“We all have a dream place, a high place we are journeying towards in our lives. The purpose and direction of travel for each of us, says Aristotle is to achieve a unique form of excellence distinct to our individual nature. The highest stage of development possible. This is our high place, where we are at our best, where we can flourish.”
I love this quote from Dr Maureen Gaffney, one of Ireland’s most accomplished psychologists and a respected and trusted commentator on everything from personal development to organisational, cultural and societal change. Because when I’m coaching and speaking, I feel very much alive knowing I am doing what I was put in this world to do. It gives me a reason to jump out of bed every day because I am clear about my vision, values and purpose. Being of service and making a difference to the lives of thousands, helping others to achieve in life and business is an honour and a privilege. This is something that was instilled in me as a child.

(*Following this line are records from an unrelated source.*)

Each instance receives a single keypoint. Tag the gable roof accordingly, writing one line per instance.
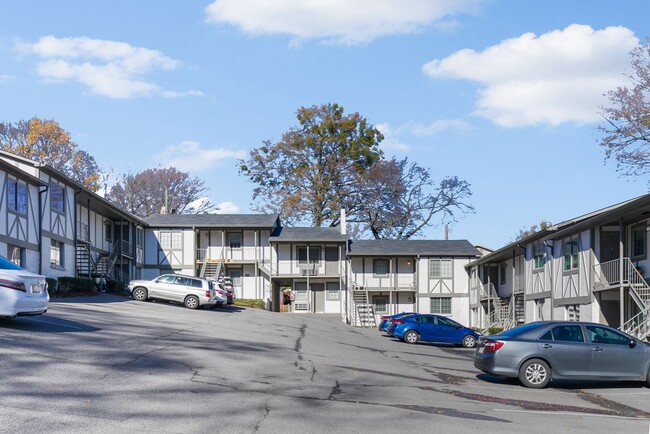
(252, 221)
(306, 235)
(413, 247)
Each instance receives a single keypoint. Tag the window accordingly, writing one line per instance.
(570, 249)
(139, 237)
(108, 230)
(441, 305)
(573, 312)
(448, 322)
(603, 335)
(17, 196)
(301, 292)
(440, 268)
(503, 271)
(314, 255)
(56, 253)
(332, 291)
(568, 334)
(235, 276)
(380, 267)
(381, 303)
(639, 242)
(538, 256)
(234, 239)
(57, 197)
(16, 255)
(171, 240)
(539, 309)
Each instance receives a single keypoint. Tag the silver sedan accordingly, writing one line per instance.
(540, 351)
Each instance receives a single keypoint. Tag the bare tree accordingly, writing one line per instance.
(400, 199)
(627, 120)
(153, 191)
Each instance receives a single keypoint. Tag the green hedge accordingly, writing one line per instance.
(250, 302)
(76, 284)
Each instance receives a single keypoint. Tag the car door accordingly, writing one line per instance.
(160, 287)
(565, 348)
(448, 330)
(181, 287)
(612, 356)
(426, 327)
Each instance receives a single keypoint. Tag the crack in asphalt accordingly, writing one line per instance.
(259, 422)
(389, 374)
(614, 410)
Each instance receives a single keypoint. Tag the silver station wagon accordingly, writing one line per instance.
(193, 292)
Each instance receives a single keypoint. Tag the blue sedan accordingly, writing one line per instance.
(386, 319)
(432, 328)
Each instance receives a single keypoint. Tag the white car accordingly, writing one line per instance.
(21, 292)
(193, 292)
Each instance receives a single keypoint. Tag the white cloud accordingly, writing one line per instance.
(190, 156)
(227, 208)
(108, 68)
(339, 21)
(558, 77)
(390, 142)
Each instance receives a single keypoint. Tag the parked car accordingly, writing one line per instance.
(432, 328)
(22, 292)
(386, 319)
(541, 351)
(193, 292)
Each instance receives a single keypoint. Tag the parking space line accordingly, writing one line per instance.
(58, 324)
(565, 413)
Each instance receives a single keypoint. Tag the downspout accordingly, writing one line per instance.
(621, 253)
(550, 275)
(524, 274)
(40, 227)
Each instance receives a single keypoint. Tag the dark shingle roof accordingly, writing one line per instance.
(412, 247)
(213, 220)
(305, 235)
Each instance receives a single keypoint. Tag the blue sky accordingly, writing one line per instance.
(503, 94)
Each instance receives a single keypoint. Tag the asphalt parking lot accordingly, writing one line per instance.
(111, 364)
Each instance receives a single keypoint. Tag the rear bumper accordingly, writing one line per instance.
(495, 365)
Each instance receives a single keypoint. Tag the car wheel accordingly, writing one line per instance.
(535, 373)
(191, 302)
(469, 341)
(411, 337)
(140, 294)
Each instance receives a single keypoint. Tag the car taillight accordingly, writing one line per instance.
(492, 346)
(18, 286)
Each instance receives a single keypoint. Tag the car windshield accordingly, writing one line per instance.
(6, 264)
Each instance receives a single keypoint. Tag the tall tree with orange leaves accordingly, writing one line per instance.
(45, 141)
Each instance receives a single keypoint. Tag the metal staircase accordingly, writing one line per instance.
(608, 274)
(502, 315)
(363, 311)
(85, 262)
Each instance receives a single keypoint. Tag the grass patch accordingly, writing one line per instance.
(250, 302)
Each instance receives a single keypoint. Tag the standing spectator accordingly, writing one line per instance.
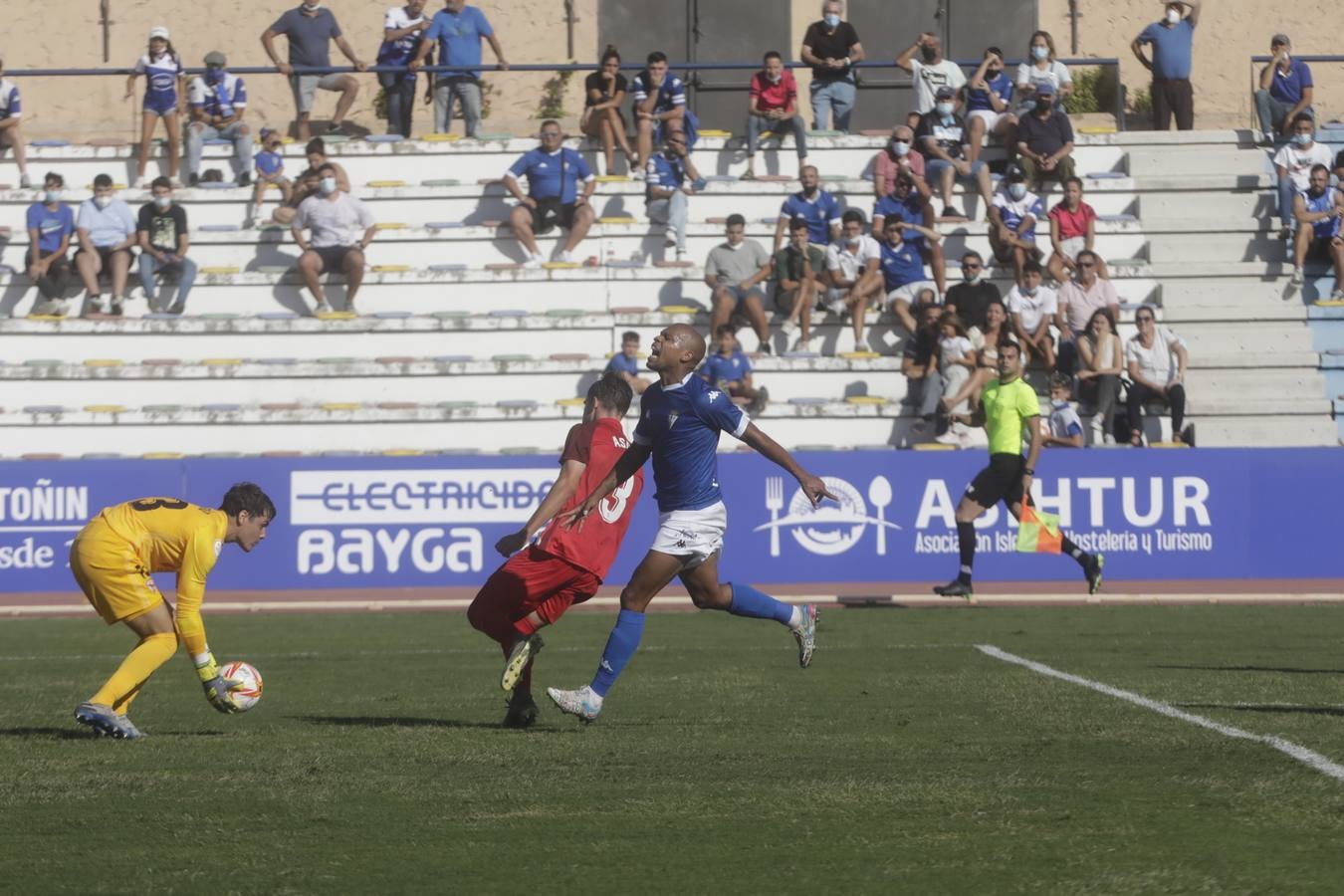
(403, 31)
(669, 180)
(830, 47)
(1079, 299)
(1156, 360)
(1293, 164)
(163, 245)
(553, 198)
(51, 223)
(335, 243)
(1286, 91)
(218, 101)
(736, 270)
(107, 231)
(773, 105)
(812, 204)
(310, 29)
(932, 74)
(459, 30)
(943, 137)
(603, 95)
(11, 133)
(1172, 39)
(164, 76)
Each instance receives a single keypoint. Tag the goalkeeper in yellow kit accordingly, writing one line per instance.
(112, 559)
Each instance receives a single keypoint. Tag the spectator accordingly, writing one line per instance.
(459, 30)
(990, 104)
(1293, 164)
(1032, 308)
(1045, 141)
(729, 369)
(814, 206)
(1321, 207)
(1012, 223)
(930, 73)
(972, 296)
(736, 270)
(11, 133)
(853, 265)
(1079, 299)
(830, 46)
(1156, 360)
(1098, 375)
(897, 156)
(164, 73)
(1286, 91)
(51, 223)
(163, 245)
(403, 33)
(218, 101)
(335, 243)
(553, 198)
(310, 29)
(603, 92)
(799, 276)
(1172, 39)
(626, 362)
(1041, 69)
(107, 231)
(669, 180)
(773, 105)
(943, 138)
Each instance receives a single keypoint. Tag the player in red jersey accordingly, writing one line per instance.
(566, 565)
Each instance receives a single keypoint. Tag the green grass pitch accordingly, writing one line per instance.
(902, 762)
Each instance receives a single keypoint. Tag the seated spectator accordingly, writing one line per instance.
(1321, 207)
(51, 223)
(773, 105)
(972, 296)
(830, 46)
(1012, 223)
(553, 196)
(1045, 141)
(335, 220)
(107, 231)
(897, 156)
(1156, 360)
(603, 95)
(736, 270)
(943, 138)
(163, 245)
(729, 369)
(1098, 375)
(852, 264)
(1032, 308)
(669, 180)
(1293, 164)
(1285, 91)
(814, 206)
(990, 105)
(1079, 299)
(218, 103)
(164, 73)
(11, 131)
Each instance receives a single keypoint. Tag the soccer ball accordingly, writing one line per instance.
(249, 695)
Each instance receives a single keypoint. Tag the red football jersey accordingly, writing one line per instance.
(598, 445)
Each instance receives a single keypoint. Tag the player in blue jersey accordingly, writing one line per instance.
(679, 426)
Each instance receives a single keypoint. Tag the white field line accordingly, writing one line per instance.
(1298, 753)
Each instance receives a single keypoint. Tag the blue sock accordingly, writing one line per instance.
(620, 646)
(749, 602)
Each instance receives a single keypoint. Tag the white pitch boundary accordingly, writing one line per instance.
(1298, 753)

Being one of the first in my working-class community to go to Grammar School there was an expectation I would use my skills and talents to ‘give back’ to my family and the wider village who raised me. My upbringing and the values and purpose I developed has not only helped me forge a career but to navigate my way through some very difficult personal circumstances. It’s just over a year now since I and my three teenage children lost my husband John, their father to pancreatic cancer. Sometimes the best way to help yourself is to help other people because I believe it creates a pathway to healing. That’s why I use my voice, talents and lived experience to speak in support of other families so they don’t have to face a cancer journey alone. Making connections with people, developing supportive networks in and outside work can help through the good times and the bad.
I have always believed in surrounding myself with a tribe of people who hold me up, celebrate my success and make life worth living.
As a coach and international speaker, it is my job to help you lead your best life and set you on the road to success. Using my five C approach to encourage curiosity, compassion, clarity, courage and connection, everything I do is based around the vision you have, where you are right now, your strengths and your gaps. I love a good gap; finding out where the gaps are, sorting out career gaps, building on strengths to reduce gaps. Give me a gap any day of the week and I’ll make it my business to help you get past it. I’ve had to plug multiple gaps throughout my own career.
Did you know, I’ve moved countries 11 times?
- Took a career break for four years
- Ran a franchise for three years
- Went freelance delivering over 3000 individual and team coaching hours
- Became a widow in my 40s
- Co-founded a company mid-Pandemic and during my husband’s cancer diagnosis
- Had three children in just over three years
- Left the private sector after three years to become a public servant
This model is a good representation of the ‘closing the gap’ process.
It offers the opportunity for people to explore what they want to change in their life; helping them see they have more choice than they think they do.
They have a choice about their mindset, actions they can take about how they want to live their life. It’s really important for them to know if they want to live according to their values then it starts with making choices according to those values. That may mean doing things differently, stop doing some things and start doing others. Most of all it’s about your mind and mindset so even if I’m doing a talk on mental toughness or resilience, better relationships and networks or a talk about your best life, it usually starts with the ability to make a choice. That may mean, in terms of how we respond to things and then it’s usually about the vision you have for your life; less about the plan and more about choosing.
The most common comment I get when coaching or speaking is this: “I’ve never really carved out the time to think and reflect about where I am going in my life and the direction I’m going to take.” That’s it for me. I love creating that space to unlock someone’s mind. Not that I’m doing it, they are. I’m just helping them find the key. I want to help people identify the things that are holding them back, in terms of their relationships, careers, how they show up at work and in their life.
How they lead themselves and others, so for me the most important relationship that someone has is the relationship they have with themselves. That goes back to their values and how they live. If there is some sort of dissonance, it’s usually because there is a conflict with values. That’s why coaching with compassion is really important and being curious about what is going on and asking yourself about the bigger, deeper questions about what brings you meaning day-to-day.
It’s really about asking yourself if you are standing at the end of your life looking back, are you really proud of the contribution you have made in your own life and in the lives of others?
Ask yourself, what contribution have I made personally to making this little corner of the earth better in some way because most people crave that meaning.